Tuesday, March 23, 2010

Morgan Stanley's Wisniewski quits to join hedge fund

Morgan Stanley's veteran head of European foreign exchange and emerging markets trading has left to join BlueCrest Capital Management, becoming the latest senior Morgan Stanley trader to join a hedge fund this year.

Marcin Wiszniewski, who has worked at Morgan Stanley for 14 years, has joined the $18.3bn (€13.5bn) London hedge fund as a portfolio manager on its $500m BlueCrest Emerging Markets Fund. He will join on May 10.

Wisniewski ran the desk since July 2008 when previous co-heads Bart Turtelboom and Karim Abdel-Motall were hired by London hedge fund firm GLG Partners to help replace Greg Coffey, who had joined Moore Capital.

Wiszniewski has been replaced at Morgan Stanley by Chris Nicoll, who has rejoined the bank as co-head of foreign exchange and emerging markets trading in Europe, following a two-year stint at $14.6bn hedge fund firm Moore Capital. Nicoll left Morgan Stanley for Moore Capital in July 2008 when he was head of European spot foreign exchange trading.

His new fellow co-head is Andrew Millward, who has been promoted after coming onboard earlier this year from JPMorgan. Nicoll and Millward report to Steve Mettler, global head of foreign exchange and emerging markets, and Rob Rooney, global head of interest rate, currency and credit.

Wiszniewski is the fourth senior trader to leave Morgan Stanley for a hedge fund this year, as remuneration and propietary trading comes under regulatory scrutiny, and some individuals seek the relative autonomy of a hedge fund compared to a large bank.

Eric Cole, who ran Morgan Stanley’s distressed sales, trading and research operation, is moving to Appaloosa Management, David Tepper's New Jersey firm that netted $7bn in 2009 for betting on battered financial shares. Morgan Stanley mortgage trader Ahsim Khan is set to join Brevan Howard, Europe's largest hedge fund firm, next month. He followed Morgan Stanley propietary trader Geoffroy Houlot, who joined the $30bn London firm in January.

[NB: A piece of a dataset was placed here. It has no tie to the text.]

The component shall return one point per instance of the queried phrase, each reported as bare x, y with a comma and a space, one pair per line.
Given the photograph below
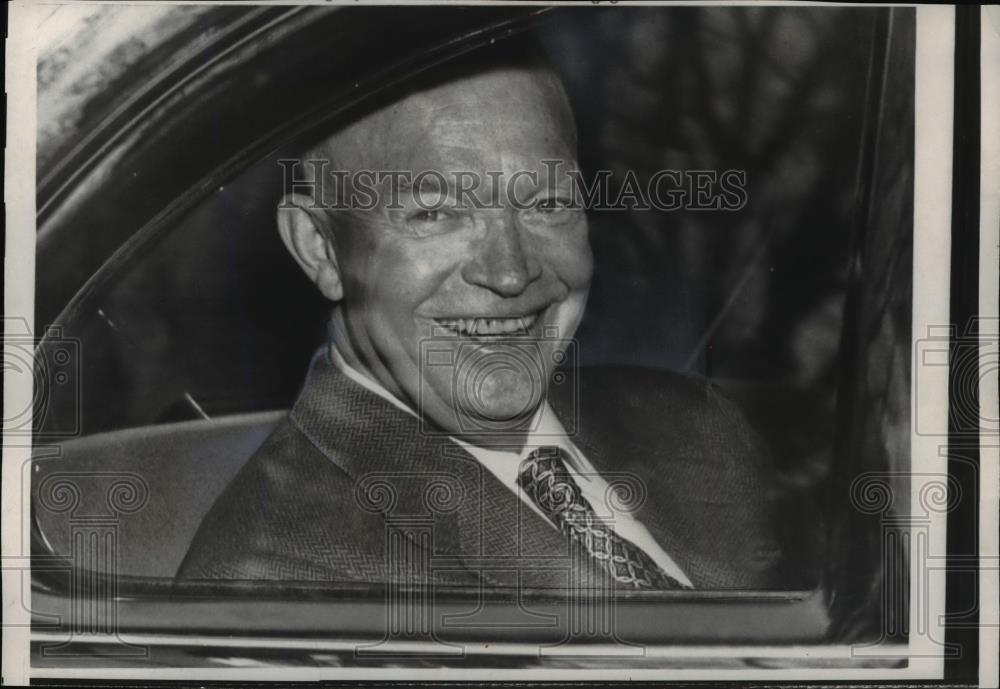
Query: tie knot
543, 476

BlueCrest has meanwhile seen assets grow almost 10% this year to $18.3bn on March 1 from $16.75bn at the end of 2009. It has benefited from inflows as investors put money back to work with established, blue-chip firms.

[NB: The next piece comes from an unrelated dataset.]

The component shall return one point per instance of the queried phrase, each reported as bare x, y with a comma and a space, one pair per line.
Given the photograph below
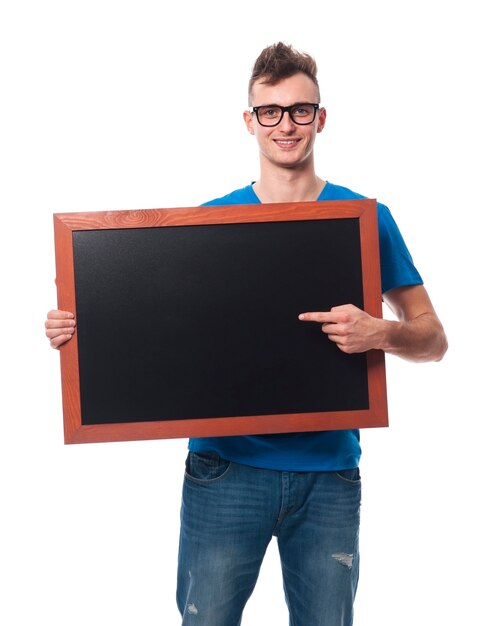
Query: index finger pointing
316, 316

BlueCrest's largest fund, the systematic BlueTrend fund, which uses computer-driven models and manages over $9bn, returned 43% in 2008, when many of its peers took bad knocks to performance during the financial crisis, and was again up 4.3% last year, investors said.

Nicoll, Moore Capital and Brevan Howard declined to comment. BlueCrest confirmed the hire and declined to comment further. Morgan Stanley confirmed the appointments and declined to comment further.